Many years ago, Hamburg set out to define urban neighbourhoods as social spaces, and to strengthen them in specific targeted ways. As a city-state, Hamburg takes advantage of its municipal structure to view this issue from a cross-locational perspective. However, it is also able to direct the resources of its inner-city structures toward the particular challenges faced by social spaces in individual city neighbourhoods.

A variety of actors operate in these social spaces. In this brief essay, we focus particularly on the perspective of youth welfare services. Youth welfare services account for a high percentage of the overall social services workforce, yet most people have no contact with youth services organizations. Child protection issues are not widely discussed in society, either by adults or young people themselves. At first glance, it thus appears that children and young people who are in residential or non-residential educational programs can contribute little to strengthening the social spaces in which they reside, at least with respect to this particular role.

Alongside educational assistance, child and youth work is also an important component of youth welfare programmes. However, youth work has faced competition in recent years. Full-day school programmes, which consume a significant amount of time in young people’s schedules, is one such source of competition. The advancing march of digitalization in society is another source, as time spent online increasingly competes with the large repertoire of potential free-time activities offered by the city of Hamburg.

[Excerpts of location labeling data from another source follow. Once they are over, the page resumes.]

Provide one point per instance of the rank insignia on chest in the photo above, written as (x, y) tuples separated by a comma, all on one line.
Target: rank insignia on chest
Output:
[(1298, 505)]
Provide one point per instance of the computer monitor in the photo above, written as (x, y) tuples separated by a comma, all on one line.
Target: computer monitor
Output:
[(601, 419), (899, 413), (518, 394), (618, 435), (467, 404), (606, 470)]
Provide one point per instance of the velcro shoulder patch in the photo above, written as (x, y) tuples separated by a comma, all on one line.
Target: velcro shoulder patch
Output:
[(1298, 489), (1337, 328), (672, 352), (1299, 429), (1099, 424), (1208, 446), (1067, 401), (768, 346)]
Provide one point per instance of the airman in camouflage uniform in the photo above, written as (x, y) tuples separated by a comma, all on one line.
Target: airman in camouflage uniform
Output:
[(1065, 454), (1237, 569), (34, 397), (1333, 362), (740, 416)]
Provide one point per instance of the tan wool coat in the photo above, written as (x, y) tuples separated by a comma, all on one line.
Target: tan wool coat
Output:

What does this have to do with children and youth as a link between social-space network partners?

Hamburg has set out to create deeper networks between the existing actors with whom children and youth spend time in the social space, both spatially and/or functionally. We mention three categories of actors specifically here: schools, sports clubs and youth-work organizations, all of which should continue to develop in the direction of youth media work. The Social City programme has helped raise awareness that active residents in a neighbourhood can help bring about a high degree of activation in their social space. Hamburg’s youth welfare programmes focus strongly on social spaces, with the goal of strengthening the ability of individual neighbourhoods to engage in self-activation. Such programmes create links between actors with the active young people serving as a bridge, and in so doing reach all social groups. In this regard, knowledge regarding other actors’ capabilities is emerging as a success factor.

A wide range of circumstances and motivations can provide both a reason for intensive cooperation between actors and a path toward solutions. These may include learning deficits, sports and physical activities, and young people’s own psychological problems or those of their parents; however, such motivations may also extend to efforts to provide safe interactions with media, integration into the social space due to out-of-home placement in residential care programmes or language barriers, or simply the desire to create healthy social space environments that are facilitative of a young person’s well-being thanks to a network of social contacts.

In each case, all actors share a common concern with the welfare of the same young person. This is where the needs of children and young people become visible. In the future, this population should also be given a more prominent voice through additional forms of participation. Once this step has been taken, children and young people will no longer be simply links in a network, and will instead become network actors in their own right.